De plus, il n’est pas le seul sur la liste : Twitter, Instagram, Snapchat, YouTube… tous ont été le théâtre de dérives similaires. Rappelez-vous les polémiques autour des contenus violents, du cyberharcèlement et maintenant de la pornographie sur Twitter, des filtres Instagram qui alimentent les complexes physiques, ou encore des challenges viraux qui, bien avant TikTok, pullulaient sur YouTube. Les réseaux sociaux n’ont fait qu’amplifier ce que nous avons laissé prospérer : L’obsession de la performance, de l’apparence et de l’immédiateté avec une société qui valorise ces attributs. L’algorithme n’y est pour rien, mais les exigences que nous avons créées peuvent l’être : être parfait, rapide, visible. Ce qui se passait jadis dans un cercle restreint est aujourd’hui amplifié à l’échelle du numérique. Le problème n’est pas TikTok : c’est nous.

Et si nous parlions de responsabilités ? Qui a offert ce premier téléphone, ce portail vers l’infini d’internet, à des mains encore trop jeunes pour en saisir les dangers ? Bien souvent, ce sont les parents. Qui échoue à faire du harcèlement scolaire une priorité malgré des décennies de discours ? L’Éducation nationale et l’État. TikTok n’est qu’un alibi, un écran derrière lequel se cachent des années de désintérêt. Nous sommes en 2024, la réalité est implacable : le harcèlement scolaire ne recule pas.

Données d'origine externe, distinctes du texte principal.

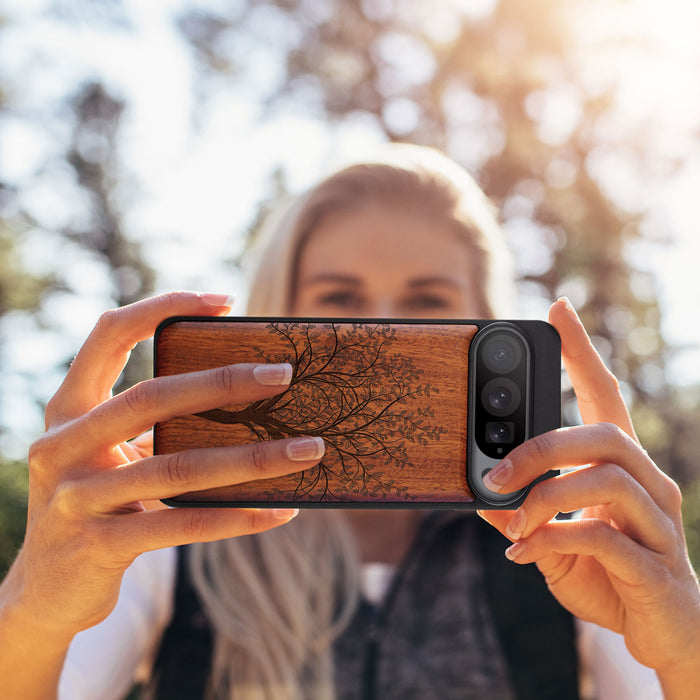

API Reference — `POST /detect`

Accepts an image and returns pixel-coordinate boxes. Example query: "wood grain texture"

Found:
[155,319,477,505]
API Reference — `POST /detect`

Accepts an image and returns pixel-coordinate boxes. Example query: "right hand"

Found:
[5,293,323,636]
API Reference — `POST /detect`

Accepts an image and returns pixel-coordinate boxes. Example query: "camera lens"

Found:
[481,377,520,417]
[486,421,514,445]
[482,333,523,374]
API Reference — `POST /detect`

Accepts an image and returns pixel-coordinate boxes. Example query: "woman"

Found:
[0,148,700,698]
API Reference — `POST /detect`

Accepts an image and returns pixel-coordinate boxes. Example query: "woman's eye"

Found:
[406,294,450,311]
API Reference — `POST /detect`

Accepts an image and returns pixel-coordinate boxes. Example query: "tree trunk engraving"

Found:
[197,322,446,501]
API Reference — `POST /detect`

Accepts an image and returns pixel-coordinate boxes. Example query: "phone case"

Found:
[154,317,560,508]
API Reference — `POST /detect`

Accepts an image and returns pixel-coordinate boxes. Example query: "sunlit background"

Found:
[0,0,700,568]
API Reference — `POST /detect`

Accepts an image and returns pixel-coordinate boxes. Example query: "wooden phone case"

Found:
[154,317,558,508]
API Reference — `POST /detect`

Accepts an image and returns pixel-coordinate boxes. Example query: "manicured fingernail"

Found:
[272,508,299,522]
[506,508,527,540]
[557,297,578,320]
[199,293,236,309]
[506,542,526,561]
[287,437,326,462]
[253,362,292,386]
[484,459,513,493]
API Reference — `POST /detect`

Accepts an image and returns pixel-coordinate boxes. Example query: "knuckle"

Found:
[528,479,556,509]
[523,433,554,463]
[124,380,159,415]
[666,475,683,513]
[596,421,632,445]
[95,309,119,335]
[157,452,197,489]
[27,432,60,477]
[53,480,82,518]
[213,366,239,394]
[245,442,270,477]
[183,509,211,542]
[160,292,192,309]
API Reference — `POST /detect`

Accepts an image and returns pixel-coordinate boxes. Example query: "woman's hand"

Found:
[0,293,323,653]
[480,300,700,697]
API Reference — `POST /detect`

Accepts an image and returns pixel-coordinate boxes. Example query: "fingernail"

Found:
[484,459,513,493]
[287,437,326,462]
[505,542,526,561]
[557,297,578,319]
[253,362,292,386]
[272,508,299,522]
[199,293,236,309]
[506,508,527,540]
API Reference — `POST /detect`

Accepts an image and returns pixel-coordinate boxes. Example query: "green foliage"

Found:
[0,461,29,578]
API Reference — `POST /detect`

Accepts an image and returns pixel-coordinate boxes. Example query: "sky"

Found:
[0,0,700,452]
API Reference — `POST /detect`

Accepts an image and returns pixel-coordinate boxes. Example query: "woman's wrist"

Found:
[0,555,74,700]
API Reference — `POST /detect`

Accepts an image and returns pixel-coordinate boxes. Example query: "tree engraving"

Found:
[197,322,446,501]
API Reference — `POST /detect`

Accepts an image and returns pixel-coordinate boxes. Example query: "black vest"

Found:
[149,511,579,700]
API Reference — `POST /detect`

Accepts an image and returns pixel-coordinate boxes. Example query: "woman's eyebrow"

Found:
[302,272,361,287]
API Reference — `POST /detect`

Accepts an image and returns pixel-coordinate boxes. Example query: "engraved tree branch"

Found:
[193,322,445,501]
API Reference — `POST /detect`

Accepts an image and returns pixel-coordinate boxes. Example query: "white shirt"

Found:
[58,549,663,700]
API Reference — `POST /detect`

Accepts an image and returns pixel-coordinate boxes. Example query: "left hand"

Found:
[480,300,700,697]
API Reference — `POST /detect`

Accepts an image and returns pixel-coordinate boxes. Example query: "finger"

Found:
[507,518,658,585]
[107,508,298,558]
[506,464,676,553]
[484,423,678,513]
[46,292,238,427]
[476,510,516,537]
[129,430,153,459]
[64,363,292,452]
[87,437,325,512]
[549,298,636,439]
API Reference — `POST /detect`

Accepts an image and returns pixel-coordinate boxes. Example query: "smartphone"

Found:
[154,317,561,508]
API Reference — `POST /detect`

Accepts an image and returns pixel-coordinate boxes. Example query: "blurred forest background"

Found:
[0,0,700,571]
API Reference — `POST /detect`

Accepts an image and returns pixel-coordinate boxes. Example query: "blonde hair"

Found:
[190,145,513,700]
[247,144,514,318]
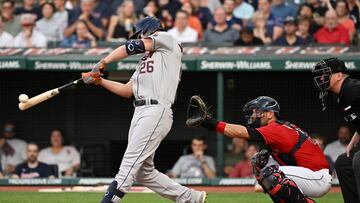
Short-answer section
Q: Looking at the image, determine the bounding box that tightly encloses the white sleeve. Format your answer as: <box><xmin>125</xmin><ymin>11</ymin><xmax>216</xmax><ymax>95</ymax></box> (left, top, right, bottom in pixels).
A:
<box><xmin>71</xmin><ymin>147</ymin><xmax>80</xmax><ymax>166</ymax></box>
<box><xmin>149</xmin><ymin>32</ymin><xmax>174</xmax><ymax>51</ymax></box>
<box><xmin>171</xmin><ymin>156</ymin><xmax>184</xmax><ymax>176</ymax></box>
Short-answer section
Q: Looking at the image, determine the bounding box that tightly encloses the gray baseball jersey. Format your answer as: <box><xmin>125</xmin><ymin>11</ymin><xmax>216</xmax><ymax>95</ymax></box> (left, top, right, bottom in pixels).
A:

Ensuite, accusons-nous l’outil ou son usage ? L’algorithme de TikTok est certes redoutablement efficace pour capter l’attention, mais il n’est pas intrinsèquement malveillant. Non, il fait son travail, s’adapte aux habitudes de ses utilisateurs — et j’en suis un. Il me montre seulement ce que je cherche, ce qui m’intrigue, ce qui me fait rire ou ce qui me hante. Vous trouvez ça effrayant ? Moi, je trouve ça logique. Si un adolescent vulnérable se retrouve face à des contenus dangereux, ce n’est pas seulement un échec technologique, c’est un échec collectif. Où sont les mains tendues ? L’accompagnement ? L’éducation aux médias et aux addictions ? Le cadre posé par les adultes ? Nous avons laissé les smartphones devenir des baby-sitters, et nous nous étonnons maintenant qu’ils ne savent pas éduquer.

Alors voilà : regardons là où ça fait mal. Dans les écoles, dans les foyers, dans les institutions, Tik Tok n’est pas la cause. Juste un miroir. Si ce qu’il montre fait peur ou choque, c’est peut-être parce que l’on veut pas voir ce qu’il reflète. Certains, eux, le voient tous les jours, dans les regards, dans les silences, dans nos absences.